Designer David Dart used his Montana Avenue store in Los Angeles to sell off samples. He shipped over things to sell at greatly reduced prices during this year’s spring sidewalk sale.

* Go to big benefit parties with fashion ties .

Richard Tyler doesn’t have sample sales because his one and only set of samples stays in his personal archives. But you can get Tyler’s impeccably tailored clothes at reduced prices at two huge charity sales. Tyler is one of many designers who donate clothes from past seasons to 7th on Sale in New York and its West Coast equivalent, Divine Design. This year’s L.A. Divine Design, beginning Dec. 1, honors Todd Oldham. Those who have already signed up to donate samples include Tyler, Oldham, Dakota Smith, Rampage, Misc., Gregory Poe, Romeo Gigli, Andrew Fezza and Moschino. Los Angeles stores such as Traffic and Maxfield also donate clothes for the cause. It costs $20 to get in the door of this giant public sale, but once you’re in, all the clothes around you are 50% to 75% off retail, and profits go to Project Angel Food and DIFFA/Los Angeles, a chapter of Design Industries Foundation Fighting AIDS.
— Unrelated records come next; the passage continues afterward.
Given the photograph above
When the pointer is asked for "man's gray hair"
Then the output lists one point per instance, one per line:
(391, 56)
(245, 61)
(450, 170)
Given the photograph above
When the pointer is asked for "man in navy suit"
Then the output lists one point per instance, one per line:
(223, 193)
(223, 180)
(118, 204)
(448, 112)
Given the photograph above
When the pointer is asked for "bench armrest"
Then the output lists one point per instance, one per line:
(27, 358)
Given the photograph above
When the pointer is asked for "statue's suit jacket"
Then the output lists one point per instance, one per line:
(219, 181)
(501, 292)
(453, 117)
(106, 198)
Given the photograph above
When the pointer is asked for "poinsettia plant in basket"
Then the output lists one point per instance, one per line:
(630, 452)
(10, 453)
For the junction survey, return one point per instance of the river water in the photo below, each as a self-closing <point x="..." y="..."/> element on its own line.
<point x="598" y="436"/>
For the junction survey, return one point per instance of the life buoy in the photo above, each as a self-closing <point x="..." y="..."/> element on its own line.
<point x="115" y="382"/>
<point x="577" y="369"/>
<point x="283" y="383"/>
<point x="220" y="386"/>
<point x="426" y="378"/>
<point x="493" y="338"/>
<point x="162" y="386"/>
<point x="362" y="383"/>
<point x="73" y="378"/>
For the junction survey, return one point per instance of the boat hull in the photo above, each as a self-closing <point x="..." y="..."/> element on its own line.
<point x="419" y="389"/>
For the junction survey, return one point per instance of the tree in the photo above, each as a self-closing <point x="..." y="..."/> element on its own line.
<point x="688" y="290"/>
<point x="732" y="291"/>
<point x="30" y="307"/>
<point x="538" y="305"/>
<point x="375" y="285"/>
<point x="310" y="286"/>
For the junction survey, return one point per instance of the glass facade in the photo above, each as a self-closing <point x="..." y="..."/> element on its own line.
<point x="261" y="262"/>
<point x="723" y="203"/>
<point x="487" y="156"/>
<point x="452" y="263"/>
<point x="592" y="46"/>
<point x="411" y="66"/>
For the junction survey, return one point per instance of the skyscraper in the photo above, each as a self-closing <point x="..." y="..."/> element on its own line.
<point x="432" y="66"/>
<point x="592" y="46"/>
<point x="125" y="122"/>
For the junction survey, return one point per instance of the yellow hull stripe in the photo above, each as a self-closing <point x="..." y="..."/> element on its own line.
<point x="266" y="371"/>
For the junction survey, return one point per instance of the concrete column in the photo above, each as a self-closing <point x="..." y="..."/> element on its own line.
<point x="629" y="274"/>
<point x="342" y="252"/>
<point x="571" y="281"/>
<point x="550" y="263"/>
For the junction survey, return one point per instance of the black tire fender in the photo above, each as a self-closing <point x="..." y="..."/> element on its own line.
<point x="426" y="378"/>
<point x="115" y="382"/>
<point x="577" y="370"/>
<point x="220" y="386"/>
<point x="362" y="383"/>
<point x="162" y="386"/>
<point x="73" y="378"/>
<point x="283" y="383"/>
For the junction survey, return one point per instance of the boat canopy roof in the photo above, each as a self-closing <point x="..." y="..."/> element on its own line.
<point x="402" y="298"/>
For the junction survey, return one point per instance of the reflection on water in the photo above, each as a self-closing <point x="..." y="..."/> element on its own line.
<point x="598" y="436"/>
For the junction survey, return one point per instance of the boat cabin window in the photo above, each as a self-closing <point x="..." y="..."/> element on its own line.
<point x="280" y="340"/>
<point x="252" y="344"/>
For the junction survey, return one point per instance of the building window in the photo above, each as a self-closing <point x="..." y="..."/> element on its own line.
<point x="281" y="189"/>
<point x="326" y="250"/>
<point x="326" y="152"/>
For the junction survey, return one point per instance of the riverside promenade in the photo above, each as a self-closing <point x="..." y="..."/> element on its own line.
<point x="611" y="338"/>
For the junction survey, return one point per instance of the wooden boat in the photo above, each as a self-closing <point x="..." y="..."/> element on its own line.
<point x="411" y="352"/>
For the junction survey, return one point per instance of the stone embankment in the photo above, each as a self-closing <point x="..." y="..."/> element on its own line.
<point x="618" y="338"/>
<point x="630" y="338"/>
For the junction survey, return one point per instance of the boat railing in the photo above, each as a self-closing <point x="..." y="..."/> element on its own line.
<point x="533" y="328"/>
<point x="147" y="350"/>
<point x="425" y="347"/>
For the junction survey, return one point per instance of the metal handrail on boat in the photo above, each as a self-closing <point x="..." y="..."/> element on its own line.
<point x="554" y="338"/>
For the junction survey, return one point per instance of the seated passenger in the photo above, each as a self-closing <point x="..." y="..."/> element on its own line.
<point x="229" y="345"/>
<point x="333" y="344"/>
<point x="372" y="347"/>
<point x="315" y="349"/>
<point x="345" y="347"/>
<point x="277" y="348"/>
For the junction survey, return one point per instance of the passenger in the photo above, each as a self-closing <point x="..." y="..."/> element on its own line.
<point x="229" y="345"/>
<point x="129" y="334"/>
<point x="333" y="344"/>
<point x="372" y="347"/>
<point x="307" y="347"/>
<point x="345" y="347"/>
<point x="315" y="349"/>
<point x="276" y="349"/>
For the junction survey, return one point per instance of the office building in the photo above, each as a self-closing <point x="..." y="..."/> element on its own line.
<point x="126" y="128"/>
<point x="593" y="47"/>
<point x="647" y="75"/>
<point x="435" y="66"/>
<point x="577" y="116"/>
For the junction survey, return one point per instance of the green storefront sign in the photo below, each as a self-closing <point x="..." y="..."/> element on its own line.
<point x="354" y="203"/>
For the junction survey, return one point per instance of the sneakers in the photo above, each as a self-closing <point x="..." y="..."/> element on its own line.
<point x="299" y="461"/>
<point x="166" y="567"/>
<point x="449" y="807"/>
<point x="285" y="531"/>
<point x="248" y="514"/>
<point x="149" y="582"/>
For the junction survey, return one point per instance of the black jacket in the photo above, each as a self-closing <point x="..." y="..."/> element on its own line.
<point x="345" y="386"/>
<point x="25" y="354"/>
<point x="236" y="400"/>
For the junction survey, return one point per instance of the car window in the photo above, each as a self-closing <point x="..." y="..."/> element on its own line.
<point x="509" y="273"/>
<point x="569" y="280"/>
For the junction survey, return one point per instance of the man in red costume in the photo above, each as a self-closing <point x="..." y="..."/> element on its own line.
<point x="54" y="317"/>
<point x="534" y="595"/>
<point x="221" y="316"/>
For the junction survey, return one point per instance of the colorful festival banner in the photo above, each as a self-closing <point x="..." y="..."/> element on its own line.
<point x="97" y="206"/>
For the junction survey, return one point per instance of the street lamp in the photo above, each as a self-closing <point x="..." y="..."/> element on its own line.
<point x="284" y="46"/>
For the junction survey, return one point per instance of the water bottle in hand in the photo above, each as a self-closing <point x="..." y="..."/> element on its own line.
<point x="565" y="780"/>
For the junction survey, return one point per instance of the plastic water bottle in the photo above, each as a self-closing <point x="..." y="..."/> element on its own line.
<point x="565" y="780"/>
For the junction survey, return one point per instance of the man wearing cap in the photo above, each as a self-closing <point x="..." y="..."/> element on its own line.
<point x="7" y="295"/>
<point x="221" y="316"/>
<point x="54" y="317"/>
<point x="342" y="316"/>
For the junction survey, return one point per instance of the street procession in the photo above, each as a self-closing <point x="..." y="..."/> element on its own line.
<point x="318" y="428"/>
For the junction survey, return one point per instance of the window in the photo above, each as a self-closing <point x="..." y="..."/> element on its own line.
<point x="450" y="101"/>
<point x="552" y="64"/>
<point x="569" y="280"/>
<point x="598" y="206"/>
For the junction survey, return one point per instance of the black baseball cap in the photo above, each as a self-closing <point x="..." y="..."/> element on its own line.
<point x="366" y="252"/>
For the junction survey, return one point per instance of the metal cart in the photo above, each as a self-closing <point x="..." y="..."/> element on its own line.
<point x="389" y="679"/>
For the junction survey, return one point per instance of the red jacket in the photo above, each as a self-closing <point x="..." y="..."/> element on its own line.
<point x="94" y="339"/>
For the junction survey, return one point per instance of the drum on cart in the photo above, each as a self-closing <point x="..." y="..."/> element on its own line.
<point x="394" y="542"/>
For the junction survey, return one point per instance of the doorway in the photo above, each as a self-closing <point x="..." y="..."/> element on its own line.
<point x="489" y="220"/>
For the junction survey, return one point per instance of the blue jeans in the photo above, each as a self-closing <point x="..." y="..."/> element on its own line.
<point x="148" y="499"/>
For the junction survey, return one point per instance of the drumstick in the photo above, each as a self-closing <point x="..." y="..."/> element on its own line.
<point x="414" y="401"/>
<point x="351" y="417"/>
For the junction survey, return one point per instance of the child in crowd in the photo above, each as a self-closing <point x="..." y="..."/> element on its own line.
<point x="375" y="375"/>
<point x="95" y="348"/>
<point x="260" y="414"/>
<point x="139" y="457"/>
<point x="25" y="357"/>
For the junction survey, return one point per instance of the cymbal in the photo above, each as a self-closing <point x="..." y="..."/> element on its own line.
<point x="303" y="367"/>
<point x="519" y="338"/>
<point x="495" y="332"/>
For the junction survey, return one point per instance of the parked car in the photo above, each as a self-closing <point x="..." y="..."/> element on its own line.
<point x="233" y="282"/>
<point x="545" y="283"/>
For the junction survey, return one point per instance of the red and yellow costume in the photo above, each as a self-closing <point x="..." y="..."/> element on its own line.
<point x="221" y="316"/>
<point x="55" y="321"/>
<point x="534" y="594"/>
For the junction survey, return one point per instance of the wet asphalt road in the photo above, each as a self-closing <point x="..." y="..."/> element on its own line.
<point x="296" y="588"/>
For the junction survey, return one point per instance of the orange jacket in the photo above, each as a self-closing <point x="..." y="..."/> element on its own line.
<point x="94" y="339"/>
Another local benefit event with the sample-sale theme takes place every other year. The Fashion Industries Guild of Cedars-Sinai Medical Center held its Manufacturers’ Charity Sale recently and raised $65,000 for the new pediatric AIDS wing. Guess, Bongo, Platinum, Karen Kane, Rampage and Esprit donated clothes. The next one: 1997.

* Other charity links.

Manufacturers sometimes tie in privately with charities to sell off samples, and volunteers for those causes get opportunities to buy. One example: AIDS Project Los Angeles volunteers were invited to join insiders, stylists and press at the Dr. Martens Los Angeles showroom for its private sample sale. They sipped English ales, ate chips and plunked down $25 to $35 for boots normally going for $85 to $120. The London-based company gave 100% of the sample-sale take to APLA.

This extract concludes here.